The ethos is evangelism for basic business practices derived from common sense, rationality, and empathy.

The brand does have perks for founders, though. The network is actually that awesome, yes. YC is extraordinary for making it easy to raise a seed round. Some good ideas take time to mature, and a seed round helps them get momentum.

I wish more investors would try to emulate YC.


The classroom setting creates a sense of paranoia and competition

Wat


The programme teaches engineers—some of whose idea of a polished pitch is to look at your shoes rather than their own while speaking—how to sell their ideas to investors.

Waat


I mean that part seems right on the money.


Well..it was a not a balanced article. What is YC? An accelerators, incubators or VC? I believe YC has changed since 2005. It started as an incubator, then gradually becoming an accelerator with Dropbox and AirBnB successes. And to scale their business fast, it would make sense to accept companies with traction.

The reason they received huge numbers of applicants because their criteria was wide and IMHO misleading.
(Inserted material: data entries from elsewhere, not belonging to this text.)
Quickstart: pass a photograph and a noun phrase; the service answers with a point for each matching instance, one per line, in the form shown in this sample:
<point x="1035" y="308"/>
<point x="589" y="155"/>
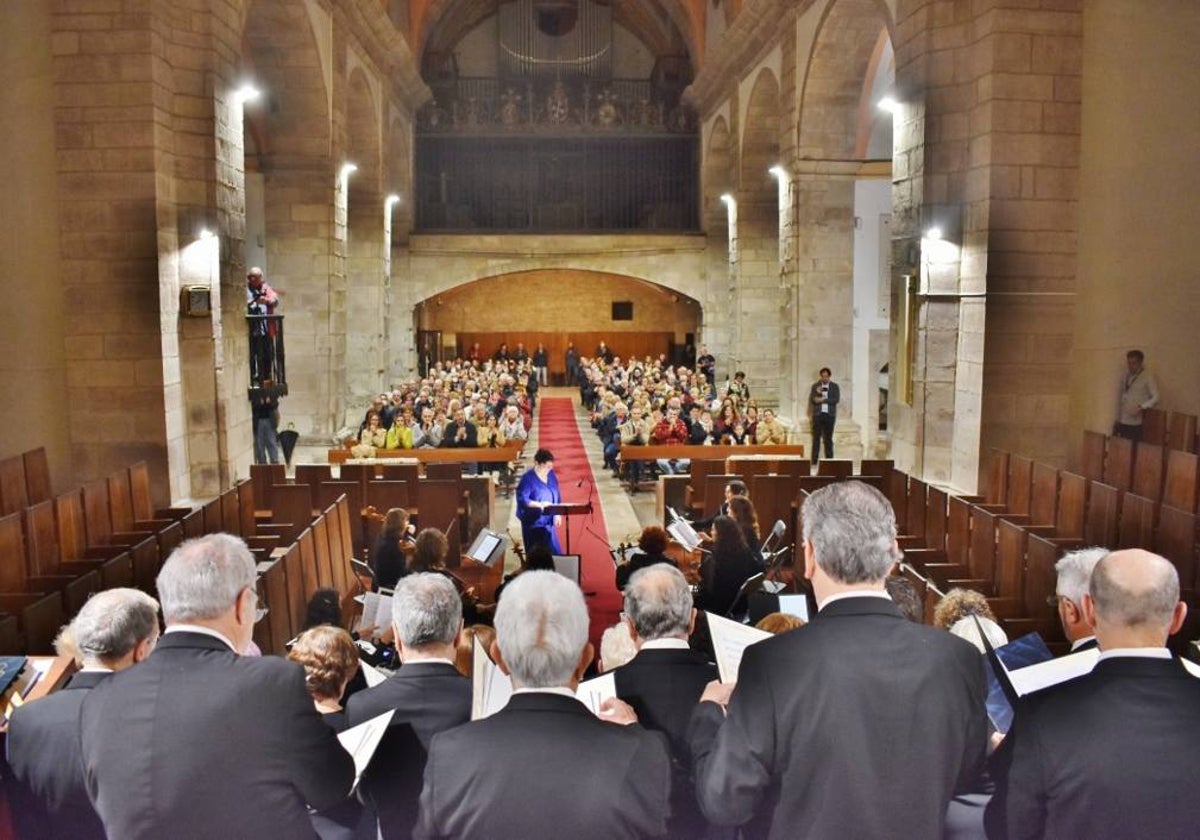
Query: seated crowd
<point x="649" y="402"/>
<point x="457" y="403"/>
<point x="861" y="724"/>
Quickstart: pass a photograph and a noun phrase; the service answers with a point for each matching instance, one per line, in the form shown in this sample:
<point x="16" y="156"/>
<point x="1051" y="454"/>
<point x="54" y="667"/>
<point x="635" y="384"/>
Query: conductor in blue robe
<point x="539" y="489"/>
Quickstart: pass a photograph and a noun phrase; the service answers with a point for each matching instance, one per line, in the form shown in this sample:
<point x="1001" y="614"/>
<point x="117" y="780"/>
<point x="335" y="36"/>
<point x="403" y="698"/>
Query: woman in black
<point x="389" y="556"/>
<point x="726" y="568"/>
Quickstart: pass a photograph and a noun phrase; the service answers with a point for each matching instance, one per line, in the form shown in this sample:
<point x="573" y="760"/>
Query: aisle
<point x="558" y="432"/>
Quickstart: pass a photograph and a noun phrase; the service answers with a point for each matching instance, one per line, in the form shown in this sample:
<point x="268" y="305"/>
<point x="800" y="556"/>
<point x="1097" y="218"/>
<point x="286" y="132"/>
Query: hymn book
<point x="364" y="739"/>
<point x="730" y="641"/>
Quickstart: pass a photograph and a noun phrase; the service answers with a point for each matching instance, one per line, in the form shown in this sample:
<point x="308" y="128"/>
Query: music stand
<point x="567" y="510"/>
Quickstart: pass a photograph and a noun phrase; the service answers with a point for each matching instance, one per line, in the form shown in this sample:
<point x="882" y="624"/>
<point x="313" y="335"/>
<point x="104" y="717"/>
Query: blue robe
<point x="538" y="528"/>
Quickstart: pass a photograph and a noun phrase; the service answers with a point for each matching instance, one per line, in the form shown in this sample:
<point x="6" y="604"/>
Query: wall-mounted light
<point x="247" y="93"/>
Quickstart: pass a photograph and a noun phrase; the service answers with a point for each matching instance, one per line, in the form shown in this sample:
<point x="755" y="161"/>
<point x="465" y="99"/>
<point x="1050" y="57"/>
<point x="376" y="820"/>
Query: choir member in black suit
<point x="330" y="659"/>
<point x="545" y="766"/>
<point x="199" y="741"/>
<point x="1111" y="754"/>
<point x="1074" y="573"/>
<point x="427" y="694"/>
<point x="114" y="630"/>
<point x="858" y="725"/>
<point x="665" y="679"/>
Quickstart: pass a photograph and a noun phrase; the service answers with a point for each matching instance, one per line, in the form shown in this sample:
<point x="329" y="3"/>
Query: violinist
<point x="389" y="556"/>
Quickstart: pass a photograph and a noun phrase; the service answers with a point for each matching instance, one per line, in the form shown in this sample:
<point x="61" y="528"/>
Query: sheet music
<point x="593" y="693"/>
<point x="373" y="676"/>
<point x="376" y="611"/>
<point x="730" y="641"/>
<point x="1051" y="672"/>
<point x="361" y="742"/>
<point x="491" y="688"/>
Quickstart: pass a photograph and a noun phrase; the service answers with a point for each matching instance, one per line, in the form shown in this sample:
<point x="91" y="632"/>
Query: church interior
<point x="969" y="210"/>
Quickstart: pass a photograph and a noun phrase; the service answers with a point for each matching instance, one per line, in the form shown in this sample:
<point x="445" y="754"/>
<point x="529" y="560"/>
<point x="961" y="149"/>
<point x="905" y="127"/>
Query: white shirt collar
<point x="203" y="631"/>
<point x="561" y="690"/>
<point x="853" y="593"/>
<point x="1079" y="642"/>
<point x="1135" y="653"/>
<point x="665" y="645"/>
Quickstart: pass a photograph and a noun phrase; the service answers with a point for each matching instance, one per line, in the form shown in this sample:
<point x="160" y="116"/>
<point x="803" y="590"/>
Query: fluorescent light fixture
<point x="247" y="93"/>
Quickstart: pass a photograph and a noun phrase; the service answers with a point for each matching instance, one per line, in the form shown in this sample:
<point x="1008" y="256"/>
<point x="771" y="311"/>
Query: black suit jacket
<point x="48" y="796"/>
<point x="197" y="742"/>
<point x="545" y="767"/>
<point x="858" y="725"/>
<point x="664" y="687"/>
<point x="1108" y="755"/>
<point x="429" y="699"/>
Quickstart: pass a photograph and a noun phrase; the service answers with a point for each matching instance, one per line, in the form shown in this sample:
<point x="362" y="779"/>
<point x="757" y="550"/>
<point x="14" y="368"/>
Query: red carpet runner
<point x="559" y="432"/>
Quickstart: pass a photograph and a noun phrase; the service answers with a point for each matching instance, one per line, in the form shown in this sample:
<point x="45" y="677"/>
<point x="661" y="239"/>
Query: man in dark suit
<point x="823" y="399"/>
<point x="198" y="741"/>
<point x="114" y="629"/>
<point x="1074" y="570"/>
<point x="545" y="766"/>
<point x="427" y="694"/>
<point x="1111" y="754"/>
<point x="859" y="725"/>
<point x="666" y="677"/>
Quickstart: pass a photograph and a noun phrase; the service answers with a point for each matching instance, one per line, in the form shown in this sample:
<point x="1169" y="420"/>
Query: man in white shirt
<point x="1111" y="754"/>
<point x="1139" y="391"/>
<point x="519" y="773"/>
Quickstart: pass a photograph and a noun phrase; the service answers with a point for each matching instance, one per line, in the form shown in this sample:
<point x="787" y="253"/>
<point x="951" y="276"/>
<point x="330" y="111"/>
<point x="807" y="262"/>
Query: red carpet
<point x="559" y="432"/>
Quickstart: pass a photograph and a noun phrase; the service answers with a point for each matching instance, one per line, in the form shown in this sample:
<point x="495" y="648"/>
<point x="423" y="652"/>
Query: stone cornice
<point x="388" y="48"/>
<point x="754" y="33"/>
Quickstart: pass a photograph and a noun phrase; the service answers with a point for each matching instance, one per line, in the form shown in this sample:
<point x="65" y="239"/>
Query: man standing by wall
<point x="823" y="399"/>
<point x="1139" y="391"/>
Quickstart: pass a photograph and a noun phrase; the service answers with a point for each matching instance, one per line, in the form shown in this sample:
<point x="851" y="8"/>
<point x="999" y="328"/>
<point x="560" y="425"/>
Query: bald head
<point x="1134" y="599"/>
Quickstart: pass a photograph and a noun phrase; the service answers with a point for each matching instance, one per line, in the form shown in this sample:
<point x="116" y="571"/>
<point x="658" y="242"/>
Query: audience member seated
<point x="114" y="630"/>
<point x="726" y="568"/>
<point x="779" y="622"/>
<point x="389" y="556"/>
<point x="616" y="648"/>
<point x="652" y="547"/>
<point x="330" y="659"/>
<point x="1111" y="754"/>
<point x="201" y="737"/>
<point x="809" y="735"/>
<point x="665" y="679"/>
<point x="429" y="696"/>
<point x="544" y="744"/>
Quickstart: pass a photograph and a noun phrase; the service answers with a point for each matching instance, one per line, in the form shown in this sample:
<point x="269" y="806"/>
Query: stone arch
<point x="718" y="178"/>
<point x="847" y="40"/>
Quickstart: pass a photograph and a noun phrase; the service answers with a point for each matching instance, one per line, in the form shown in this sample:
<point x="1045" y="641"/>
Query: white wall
<point x="873" y="201"/>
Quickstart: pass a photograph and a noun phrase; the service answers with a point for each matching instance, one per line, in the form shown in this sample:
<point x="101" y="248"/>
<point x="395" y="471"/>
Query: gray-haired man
<point x="198" y="739"/>
<point x="427" y="694"/>
<point x="114" y="630"/>
<point x="519" y="773"/>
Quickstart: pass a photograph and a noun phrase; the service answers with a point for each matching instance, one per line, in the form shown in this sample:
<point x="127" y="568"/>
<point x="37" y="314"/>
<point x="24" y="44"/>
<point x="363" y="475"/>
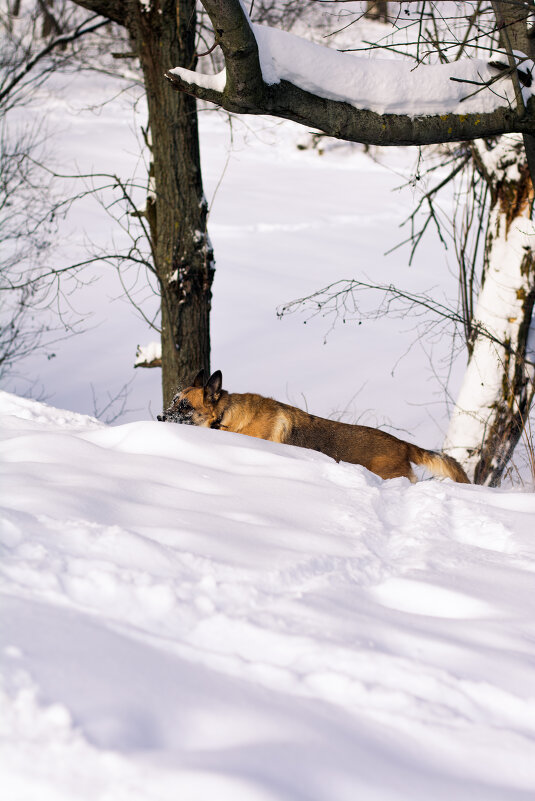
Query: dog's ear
<point x="212" y="390"/>
<point x="198" y="381"/>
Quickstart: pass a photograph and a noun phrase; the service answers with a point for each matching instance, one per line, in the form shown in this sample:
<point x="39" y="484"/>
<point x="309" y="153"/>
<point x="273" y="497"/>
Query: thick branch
<point x="244" y="90"/>
<point x="233" y="32"/>
<point x="114" y="10"/>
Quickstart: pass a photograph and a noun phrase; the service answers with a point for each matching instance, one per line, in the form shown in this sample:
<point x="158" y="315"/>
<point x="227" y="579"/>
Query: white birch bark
<point x="497" y="389"/>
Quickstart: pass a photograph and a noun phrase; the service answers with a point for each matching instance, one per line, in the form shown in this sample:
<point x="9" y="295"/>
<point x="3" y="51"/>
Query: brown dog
<point x="209" y="405"/>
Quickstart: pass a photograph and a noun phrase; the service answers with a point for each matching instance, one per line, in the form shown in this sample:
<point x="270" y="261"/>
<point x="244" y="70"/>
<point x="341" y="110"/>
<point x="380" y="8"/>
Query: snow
<point x="392" y="86"/>
<point x="191" y="613"/>
<point x="499" y="312"/>
<point x="148" y="354"/>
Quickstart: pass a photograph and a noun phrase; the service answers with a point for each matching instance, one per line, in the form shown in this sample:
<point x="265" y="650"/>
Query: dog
<point x="208" y="405"/>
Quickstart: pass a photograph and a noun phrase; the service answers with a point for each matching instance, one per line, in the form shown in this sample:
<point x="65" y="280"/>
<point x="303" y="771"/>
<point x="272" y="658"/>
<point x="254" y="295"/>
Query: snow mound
<point x="197" y="614"/>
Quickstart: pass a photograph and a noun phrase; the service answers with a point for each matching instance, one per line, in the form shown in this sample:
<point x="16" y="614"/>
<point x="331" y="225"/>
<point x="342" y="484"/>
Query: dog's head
<point x="198" y="405"/>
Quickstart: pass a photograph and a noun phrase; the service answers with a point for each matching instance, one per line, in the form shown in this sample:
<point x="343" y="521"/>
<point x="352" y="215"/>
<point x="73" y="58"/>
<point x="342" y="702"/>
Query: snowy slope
<point x="284" y="223"/>
<point x="193" y="614"/>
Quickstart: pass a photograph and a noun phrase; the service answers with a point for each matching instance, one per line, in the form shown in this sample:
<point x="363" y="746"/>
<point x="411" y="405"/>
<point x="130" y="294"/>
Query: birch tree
<point x="391" y="103"/>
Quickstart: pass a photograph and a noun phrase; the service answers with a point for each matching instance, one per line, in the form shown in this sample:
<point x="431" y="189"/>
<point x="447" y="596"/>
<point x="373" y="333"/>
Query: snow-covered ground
<point x="194" y="614"/>
<point x="284" y="223"/>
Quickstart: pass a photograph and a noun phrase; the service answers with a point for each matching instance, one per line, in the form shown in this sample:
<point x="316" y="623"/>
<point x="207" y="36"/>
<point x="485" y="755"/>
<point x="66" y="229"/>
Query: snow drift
<point x="194" y="614"/>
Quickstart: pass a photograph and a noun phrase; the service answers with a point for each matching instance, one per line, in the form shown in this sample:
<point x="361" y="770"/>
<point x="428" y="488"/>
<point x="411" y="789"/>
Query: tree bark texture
<point x="498" y="385"/>
<point x="245" y="92"/>
<point x="163" y="35"/>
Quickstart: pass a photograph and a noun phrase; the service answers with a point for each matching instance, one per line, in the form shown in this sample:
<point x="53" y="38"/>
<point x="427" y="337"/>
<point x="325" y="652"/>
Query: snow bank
<point x="386" y="86"/>
<point x="196" y="614"/>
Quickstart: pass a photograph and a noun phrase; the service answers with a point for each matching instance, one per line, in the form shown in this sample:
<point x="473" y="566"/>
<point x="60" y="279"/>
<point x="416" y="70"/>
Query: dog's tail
<point x="438" y="463"/>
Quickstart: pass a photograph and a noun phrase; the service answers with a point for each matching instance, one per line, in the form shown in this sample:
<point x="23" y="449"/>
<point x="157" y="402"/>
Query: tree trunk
<point x="498" y="385"/>
<point x="164" y="36"/>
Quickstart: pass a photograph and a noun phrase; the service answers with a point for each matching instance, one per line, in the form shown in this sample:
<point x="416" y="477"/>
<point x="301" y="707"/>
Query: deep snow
<point x="193" y="614"/>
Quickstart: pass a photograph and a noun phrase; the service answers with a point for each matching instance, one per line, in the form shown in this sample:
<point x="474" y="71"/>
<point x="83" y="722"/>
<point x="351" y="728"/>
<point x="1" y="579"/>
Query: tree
<point x="33" y="42"/>
<point x="162" y="33"/>
<point x="291" y="79"/>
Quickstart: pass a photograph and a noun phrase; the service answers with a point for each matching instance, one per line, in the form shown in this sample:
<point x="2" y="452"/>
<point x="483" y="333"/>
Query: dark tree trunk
<point x="164" y="36"/>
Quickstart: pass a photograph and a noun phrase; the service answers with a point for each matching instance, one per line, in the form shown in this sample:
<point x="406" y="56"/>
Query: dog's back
<point x="389" y="457"/>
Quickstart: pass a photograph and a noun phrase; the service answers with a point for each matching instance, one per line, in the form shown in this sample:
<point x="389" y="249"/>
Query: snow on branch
<point x="386" y="102"/>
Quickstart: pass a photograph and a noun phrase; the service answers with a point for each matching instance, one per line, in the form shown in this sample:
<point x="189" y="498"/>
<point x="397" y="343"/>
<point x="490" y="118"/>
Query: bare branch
<point x="246" y="91"/>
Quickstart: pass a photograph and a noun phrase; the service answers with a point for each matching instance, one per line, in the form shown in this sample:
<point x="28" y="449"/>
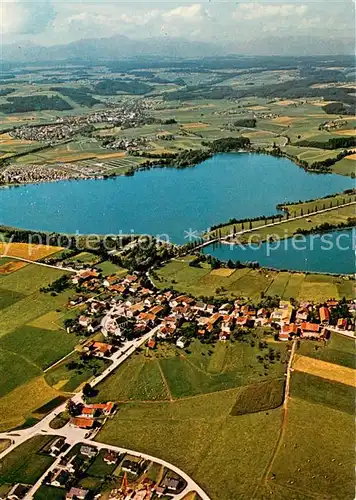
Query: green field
<point x="339" y="350"/>
<point x="177" y="431"/>
<point x="317" y="457"/>
<point x="26" y="463"/>
<point x="32" y="338"/>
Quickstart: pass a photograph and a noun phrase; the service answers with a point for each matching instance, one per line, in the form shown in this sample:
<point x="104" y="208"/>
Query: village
<point x="128" y="309"/>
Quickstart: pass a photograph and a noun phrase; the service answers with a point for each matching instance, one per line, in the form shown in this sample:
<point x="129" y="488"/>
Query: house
<point x="111" y="458"/>
<point x="310" y="329"/>
<point x="181" y="342"/>
<point x="77" y="493"/>
<point x="60" y="478"/>
<point x="131" y="467"/>
<point x="57" y="446"/>
<point x="106" y="408"/>
<point x="18" y="491"/>
<point x="324" y="315"/>
<point x="302" y="314"/>
<point x="88" y="451"/>
<point x="82" y="422"/>
<point x="170" y="484"/>
<point x="242" y="320"/>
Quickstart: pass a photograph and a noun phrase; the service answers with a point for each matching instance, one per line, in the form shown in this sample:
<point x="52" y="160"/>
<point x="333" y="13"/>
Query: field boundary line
<point x="165" y="382"/>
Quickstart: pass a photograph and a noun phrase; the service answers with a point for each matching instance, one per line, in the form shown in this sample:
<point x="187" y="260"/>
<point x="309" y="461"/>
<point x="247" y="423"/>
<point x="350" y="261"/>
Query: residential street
<point x="75" y="435"/>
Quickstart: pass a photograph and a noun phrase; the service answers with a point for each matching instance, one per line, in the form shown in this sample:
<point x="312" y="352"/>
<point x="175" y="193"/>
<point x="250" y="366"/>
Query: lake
<point x="167" y="200"/>
<point x="326" y="253"/>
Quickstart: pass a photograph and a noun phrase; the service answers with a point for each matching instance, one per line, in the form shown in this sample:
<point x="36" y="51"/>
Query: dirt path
<point x="165" y="382"/>
<point x="268" y="469"/>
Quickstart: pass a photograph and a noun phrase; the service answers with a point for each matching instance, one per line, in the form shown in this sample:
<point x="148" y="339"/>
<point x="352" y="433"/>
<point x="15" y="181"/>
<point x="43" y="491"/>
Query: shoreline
<point x="159" y="163"/>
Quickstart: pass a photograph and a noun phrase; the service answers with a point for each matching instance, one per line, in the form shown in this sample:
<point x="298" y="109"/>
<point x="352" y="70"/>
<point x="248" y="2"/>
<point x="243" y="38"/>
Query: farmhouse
<point x="82" y="422"/>
<point x="77" y="493"/>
The originals partners were brilliant founders. They were not young (drop out or out of college) founders. They had 'life' experiences. So they were very nurturing and compassionate and patient. They helped young smart founders to build companies and many become successful companies. With the current goals of scaling fast, and many new partners YC has diluted its success recipe. It's not about 'making what people want' anymore. It's about making what 20 something year old who live in the valley want.

Jessica Livingstone's book 'Founders at Work' contains many different types of founders. And not many of them were fresh out of college or college drop outs.

YC has become a big company, and along the way YC has contributed to build Silicon Valley as the center for technology. However, it needs to have big companies responsibilities as well.


I had trouble opening this link on mobile. Here's the Google search link to get around the paywall that I encountered: https://www.google.com/url?sa=t&rct=j&q=&esrc=s&source=web&c...


This is the purpose of the "web" link you can find at the top of the page; it works for any paywall that allows traffic from Google searches.


Wow, I have never seen that before. Thank you!!!!


I think the success is a mixture of 3 things, in that order:

No. 1 - Talent pool of 1000s startups to choose from.

No. 2 - Great alumni network.

No. 3 - Experienced partners.


> Y Combinator: the X Factor of tech

I don't know. X Factor weeds out folks that are obviously fraudulent shams with a huge ego, but without any talent. I'm not so sure about YC.